States without middle school Tdap vaccination requirement as of 2013.
Tdap, tetanus, diphtheria, and acellular pertussis.
DISCUSSION
The findings indicate that Tdap coverage was significantly higher among adolescents with a provider recommendation compared with those without a provider recommendation. Provider recommendation was associated with higher Tdap coverage across many demographic and access to care factors and 17 states. To the authors’ knowledge, this is the first study to examine the association between provider recommendation and Tdap vaccination among adolescents. Although the impact of provider recommendation on Tdap vaccination was not reported previously, the impact of provider recommendation on other vaccinations was documented. One study showed that hepatitis A vaccination coverage was 86.9% among adolescents with a provider recommendation compared with those without a provider recommendation (65.5%).6 Another study indicated that human papillomavirus vaccination coverage (one or more doses) was 58.3% among adolescents with a provider recommendation compared with those without a provider recommendation (20.7%).13 Recommendations from providers increase parental acceptance of vaccination, and parents change their minds about delaying and refusing vaccines because of information or assurances from healthcare providers.14,15
Provider recommendations for vaccination are strongly associated with a patient’s decision to get vaccinated. Studies have consistently shown that provider recommendation is the strongest predictor of vaccination.6–9 However, the present study showed that about 43% of parents of adolescents reported not receiving a provider recommendation for the vaccine. Providers should strongly recommend vaccines to parents and adolescents. Parents usually trust physicians’ opinions more than anyone else’s when it comes to vaccinations.9 Providers should use every opportunity to vaccinate adolescent patients; review medical records to assess vaccination status when they see adolescents for sick visits and sports physicals; use patient reminder and recall systems (such as automated postcards, phone calls, and text messages); educate parents about the diseases that can be prevented by adolescent vaccines as parents may know very little about pertussis; and implement policies for standing orders so that patients can receive vaccines without a physician examination or individual physician order.9,16–18 Additionally, high coverage can be achieved even without provider recommendation: Overall, coverage is 80% among adolescents without a provider recommendation.
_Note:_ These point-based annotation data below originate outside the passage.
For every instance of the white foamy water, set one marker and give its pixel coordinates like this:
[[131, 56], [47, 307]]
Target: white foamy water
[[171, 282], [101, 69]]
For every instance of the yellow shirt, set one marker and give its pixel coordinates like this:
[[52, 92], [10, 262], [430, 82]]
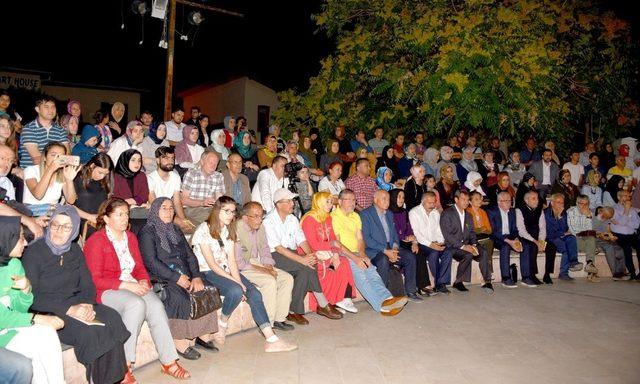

Several reasons that may partially account for why coverage is relatively high among those without a provider recommendation included the following: the parent forgot about recommendation; vaccination was recommended and offered but the parent did not interpret the interaction as a recommendation; and the parent asked for the vaccine (e.g., to comply with state immunization pre-matriculation requirements) so a provider recommendation was not needed.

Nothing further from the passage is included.